The White House said the president decided to delay Mr. Garza's execution because the Justice Department has yet to complete new studies on the fairness of the federal death penalty. "There is work under way at the Justice Department that goes right to the heart of some of the issues raised in this clemency petition, and that work ought to be done before a final decision is made," said White House spokesman Jake Siewert.
The decision came just hours after Mr. Clinton met at the White House with Attorney General Janet Reno and her deputy, Eric Holder, to consider the clemency petition filed by Mr. Garza's lawyers.
The Brownsville marijuana trafficker was sentenced to death in 1993 for the murders of three associates. He has acknowledged responsibility for the crimes but asked the president to commute his sentence to life imprisonment without the possibility of parole.
While noting Mr. Clinton's support for capital punishment, aides in recent days have underlined his concern about disparities in federal death sentencing. A Justice Department analysis issued in September found widespread racial and geographic disparities, with minority defendants involved in 80 percent of death penalty cases. In their clemency petition, Mr. Garza's attorneys said the Justice Department study illustrates a system "grossly biased" against Hispanics and African-Americans.
The president "thinks he has a special obligation, as a supporter of the death penalty, to ensure that it's administered fairly," Mr. Siewert said. "He's spent some time ... thinking about the issues that were raised in the clemency petition, thinking about the broader issue of geographic and racial disparities."

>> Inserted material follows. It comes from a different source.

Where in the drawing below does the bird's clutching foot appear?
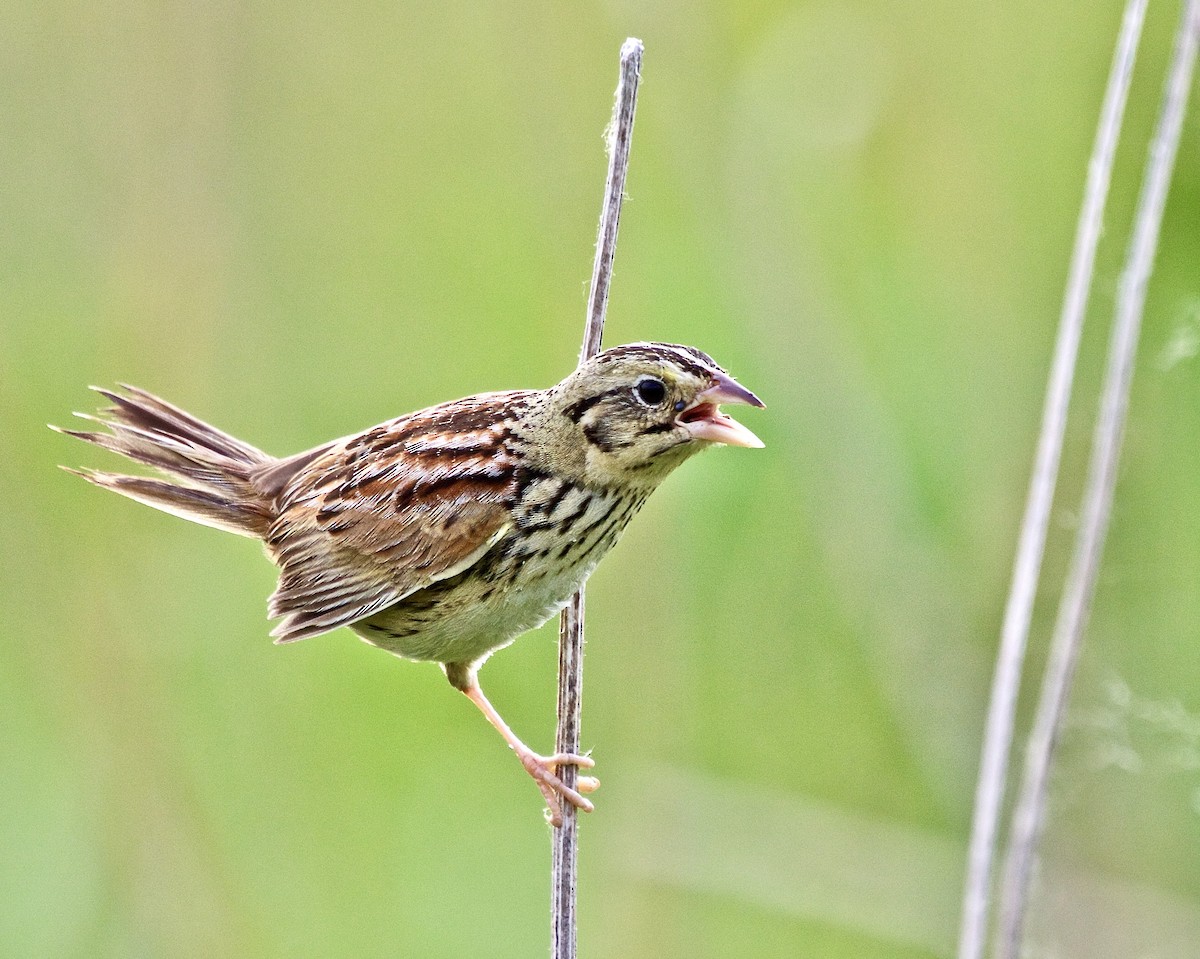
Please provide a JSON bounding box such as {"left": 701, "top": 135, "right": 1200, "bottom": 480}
{"left": 519, "top": 749, "right": 598, "bottom": 828}
{"left": 459, "top": 677, "right": 598, "bottom": 827}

While the attorney general said in September that she was disturbed by the report's findings, she said there is no evidence any of the 20 men on federal death row are there for crimes they didn't commit.
The attorney general in September asked all 93 U.S. attorneys to provide supplementary data on death penalty cases - information that still is rolling in and has not been shared with Mr. Garza's defenders.
"The only thing I can compare it to is some kind of star-chamber proceeding where nobody knows what the evidence is or what the facts are and a decision suddenly comes out of a black box," said Mr. Garza's lawyer, Gregory Wiercioch.
Ms. Reno said Thursday that she would review the new data "to see whether that would be relevant" in Mr. Garza's case.